Il Comune fu sciolto per infiltrazioni mafiose ma sia il sindaco sia il presidente del consiglio, sono stati assolti dalla giustizia penale. E Massimo Lanzilotti, alle successive elezioni, è tornato primo cittadino di Carovigno. La sua storia diventa emblematica delle presunte storture del testo unico che disciplina lo scioglimento dei comuni. «Bisogna cambiare una legge vecchia trent’anni – inserendo l’elemento del contraddittorio». Lanzilotti ha avuto la possibilità e la fortuna di essere rieletto. Ma per molti altri lo scioglimento, anche quando la giustizia penale racconta una storia diversa da quella presentata dalle prefetture, diventa uno stigma. Che si aggiunge al paradosso di un’assoluzione dopo il processo penale, scaturito dall’operazione Reset, inchiesta della Dda di Lecce e della Procura di Brindisi su una presunta compravendita di voti in occasione delle elezioni amministrative del 2018 e sulla gestione del parcheggio dell'area marina protetta di Torre Guaceto.

Lanzilotti doveva rispondere anche di corruzione elettorale.

L’accusa aveva formulato richieste di condanna pari a 5 anni a carico dell’ex sindaco e a 4 anni e 6 mesi nei confronti dell’ex presidente del consiglio comunale. Entrambi assolti “perché il fatto non sussiste”.
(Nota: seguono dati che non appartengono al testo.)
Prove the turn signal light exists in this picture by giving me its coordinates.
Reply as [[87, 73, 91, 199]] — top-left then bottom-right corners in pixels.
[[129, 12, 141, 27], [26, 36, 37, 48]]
Sindaco, cosa è accaduto a Carovigno durante la sua prima esperienza alla guida della città?
«La nostra vicenda parte con la vittoria al primo turno nel 2018 a Carovigno. A giugno del 2020, due anni dopo, io e il presidente del consiglio siamo stati raggiunti da un’ordinanza di custodia cautelare per voto di scambio politico-mafioso. Quindici giorni dopo, in tempi record, prima di Decaro, si insedia la commissione ispettiva. Dopo tre mesi, prorogati per altri tre, arriva a fine dicembre lo scioglimento del comune. A settembre 2021 veniamo assolti “perché il fatto non sussiste” dopo il processo con rito abbreviato. La procura non presenta appello. Nel frattempo, la commissione si era insediata. Ma, nonostante l’assoluzione, la sua presenza è stata prorogata. Durando fino a due anni e mezzo. Dopo le elezioni, sono tornato sindaco».
Cosa ci dice la sua vicenda sull’iter che porta al provvedimento amministrativo?
«La magistratura va a ribaltare le inchieste che passano sui tavoli della prefettura e del Ministero. E la sentenza dice che l’amministrazione non è stata permeabile all’amministrazione. La vicenda mostra le storture di una legge che in molti stiamo provando a cambiare. La giustizia amministrativa non può essere separata dal piano penale. Lo scioglimento non è preventivo: diventa sanzionatorio».
 

I fattori decisivi per lo scioglimento, ovvero gli elementi “univoci, concreti e rilevanti”, appaiono leggermente vaghi. È d’accordo?
«Assolutamente sì, ci sono tantissimi casi di comuni sciolti dove, poggiandosi su questi elementi, si è premuto sull’acceleratore. A Carovigno il giudice per le udienze preliminari ha appurato che l’amministrazione aveva atti addirittura contrari all’inquinamento mafioso. Come sindaci, non possiamo accedere a documenti che sono secretati: così l’ispezione diventa un giudizio unilaterale».
Come potrebbe essere cambiata la legge?
«La legge va modificata. Bisogna inserire l’aspetto del contraddittorio per far sì che i sindaci possano spiegare i vari aspetti amministrativi. Dietro ogni sindaco, ci sono vite e famiglie. Diventa difficile vivere dopo questi atti di scioglimento. Che diventano un marchio per chi li subisce».